In fine, le climat social en entreprise repose sur toutes ces considérations. C’est généralement ce qui ressort des déclarations formulées lors d’une enquête sociale.

Tout le monde peut agir au profit d’un meilleur climat social

Chaque année, l’employeur consulte le CSE sur sa politique sociale. À cette occasion, les élus peuvent sonder les salariés afin d’obtenir d’eux des réponses précises. Tout le monde dispose de possibilités identiques pour influencer le climat social en entreprise. Faut-il juste que chacun ose s’exprimer et le fasse le cas échéant, avec sincérité. Les enquêtes d’opinion sont souvent anonymisées. Ce n’est pas pour autant pas conseillé.

Si des actions doivent être menées par la suite à destination de certaines personnes, cela risque d’être impossible.

Quelles peuvent être les mesures pour améliorer le bien-être des salariés ?

Nous avons déjà évoqué plus haut des mesures de nature à agir sur le bien-être au travail.
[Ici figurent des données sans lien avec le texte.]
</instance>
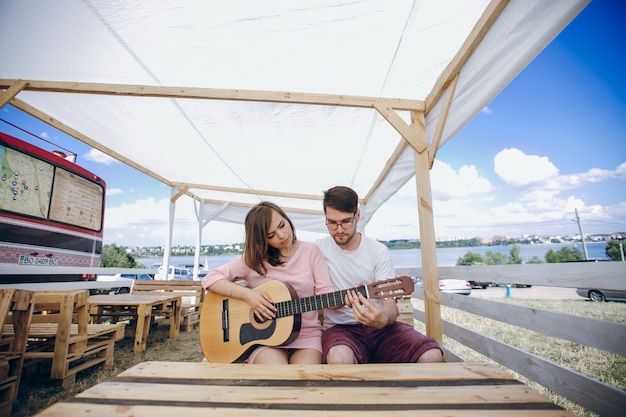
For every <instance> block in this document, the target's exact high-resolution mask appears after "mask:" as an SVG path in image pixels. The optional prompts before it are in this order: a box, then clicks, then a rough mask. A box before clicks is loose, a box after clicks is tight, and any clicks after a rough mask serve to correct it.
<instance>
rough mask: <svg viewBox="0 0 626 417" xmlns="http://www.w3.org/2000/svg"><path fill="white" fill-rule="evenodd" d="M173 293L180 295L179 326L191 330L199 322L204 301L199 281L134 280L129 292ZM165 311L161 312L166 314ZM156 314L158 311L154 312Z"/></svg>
mask: <svg viewBox="0 0 626 417" xmlns="http://www.w3.org/2000/svg"><path fill="white" fill-rule="evenodd" d="M154 293H174V294H176V295H179V296H181V297H182V306H181V312H180V317H181V320H180V322H181V326H182V329H183V331H186V332H189V331H191V330H193V326H194V324H197V323H199V322H200V308H201V307H202V302H203V301H204V288H202V282H201V281H175V280H167V281H166V280H154V281H134V282H133V286H132V289H131V294H154ZM166 313H167V311H163V312H161V314H166ZM154 314H155V315H158V314H159V312H155V313H154Z"/></svg>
Néanmoins, pour encourager de meilleures relations et donc un climat plus serein, il faut :

  • réinstaurer un climat de confiance et de respect entre les salariés ;
  • revoir les pratiques managériales ;
  • anticiper les causes d’apparition du mal-être au travail ;
  • favoriser les conditions de travail des salariés ;
  • dynamiser les relations sociales à toutes occasions ;
  • encourager la justice sociale et le partage de la valeur ajoutée ;
  • offrir des perspectives d’avenir et de valorisation aux salariés…

D’autres actions plus sommaires, mais tout autant utiles peuvent aider à atteindre cet objectif.

Le CSE peut en particulier proposer des activités fédératrices comme une galette des Rois, un petit-déjeuner inopiné.